Tuesday, September 28

Equipment Woes

We've had our fair share of not your usual new baby stuff. There was the crazy traumatic birth and the five months in the NICU, with all of its unique NICU kind of crazy.

We've also had some equipment to contend with. There was the oxygen concentrator that hummed all day and night while Bryce was tethered to it for the first months we were home. And the tiny but mightily awful NG tube. NG as in nasogastric tube. As in you hold him down while I shove this tube down his nose and try not to land it in his lungs but rather in his belly and then let's make an educated guess as to which it did land in, all while he screams and I cry.

But back then we were more accustomed to how unusual our lives were. Everything in our lives was upside down. We didn't live at home and then we did but it didn't feel like home. Our old friends were new friends and our new friends (nurses, doctors and therapists) were old friends. Upside down was very much right side up to us at that point.

We discovered that if everything seems like its falling apart it probably is but if you try hard enough, cry long enough and pray loud enough you can probably survive it.

And slowly but surely our lives began to resemble those of other new parents, despite us having been parents for nearly half of a year. We returned to home and then to work, we went through the day on only a few hours of sleep but were rewarded a million times over by the joy of a baby finally in our home, in our bed, in our lives and forever in our hearts.

Then around thanksgiving Bryce smiled and our worlds changed forever. Every day every thing that we did was to illicit a smile from his sweet face. And everything else was to pass the time until we could return to his smiling face.

Sure we've had more tough times since Bryce came home last November. We endured emergency brain surgery, returns to the hospital, a scary Cerebral Palsy diagnosis and hundreds of sleepless nights worried the latest teething jag was actually a shunt malfunction we might be missing.

But we also had the home medical equipment company come take away that annoyingly loud and large oxygen concentrator, along with all of the superfluous tubes and tanks accompanying it. And the NG tubes are long lost history. Thank God. We now have a house full of toys, high chairs, walkers, jumpers, bottles and baby food. We love it.

And then we go to a mom's group or a Gymboree class where all the other baby's are sitting, saying words, eating table food, crawling, walking and using their hands equally. And we can't help it. We don't say anything, we diligently smile through but we both feel it. The sudden realization that our baby isn't normal, that he's so far behind even his adjusted age that it can't be ignored. It's like being kicked in the stomach. We spend so much time with just us and Bryce that we are used to him, he's just another baby. But then we see babies in Vail half Bryce's age toddling around happily while playing with the shooting streams of water and bounding back to their parents with huge grins on their innocent faces. And just like that our bubble is burst.

And we come home to therapy appointments galore... but it's okay because we are so lucky to have Bryce in our lives. We know this.
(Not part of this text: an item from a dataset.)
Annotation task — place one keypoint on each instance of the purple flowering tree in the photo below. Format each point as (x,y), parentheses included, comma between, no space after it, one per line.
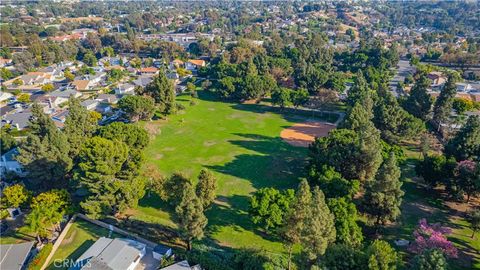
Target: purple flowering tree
(432,236)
Then the therapist says we need equipment. We need a stander, maybe a sitter/stander that is a "substantial piece of equipment." Because by 18 months babies need to spend several hours a week standing in order for their growth plates to properly respond, otherwise his legs won't grow long enough for his body and he'll have new issues to contend with. And since he's not going to be standing on his own by 18 months we have to get a $3000 - $4000 piece of equipment to strap him to every day so that he'll bear weight on his legs.
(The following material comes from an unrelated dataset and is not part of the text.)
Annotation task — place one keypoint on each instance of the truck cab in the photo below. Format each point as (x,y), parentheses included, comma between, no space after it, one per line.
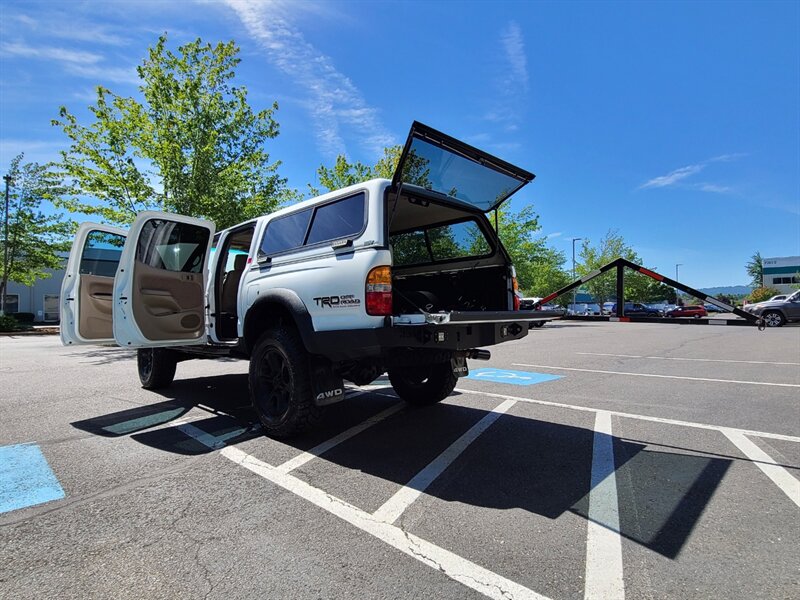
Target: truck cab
(405,276)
And by the way, we also have to get him a SPIO suit because his body isn't giving enough bio feedback. He forgets sometimes that he has a right arm and he should try to use it. So maybe this compression garment that he'll wear every day will remind him.

Don't get me wrong, I'm happy to have a therapist to inform me of these things. And happy to have the resources to get these things for him. Sometimes though you just want your baby not to need them.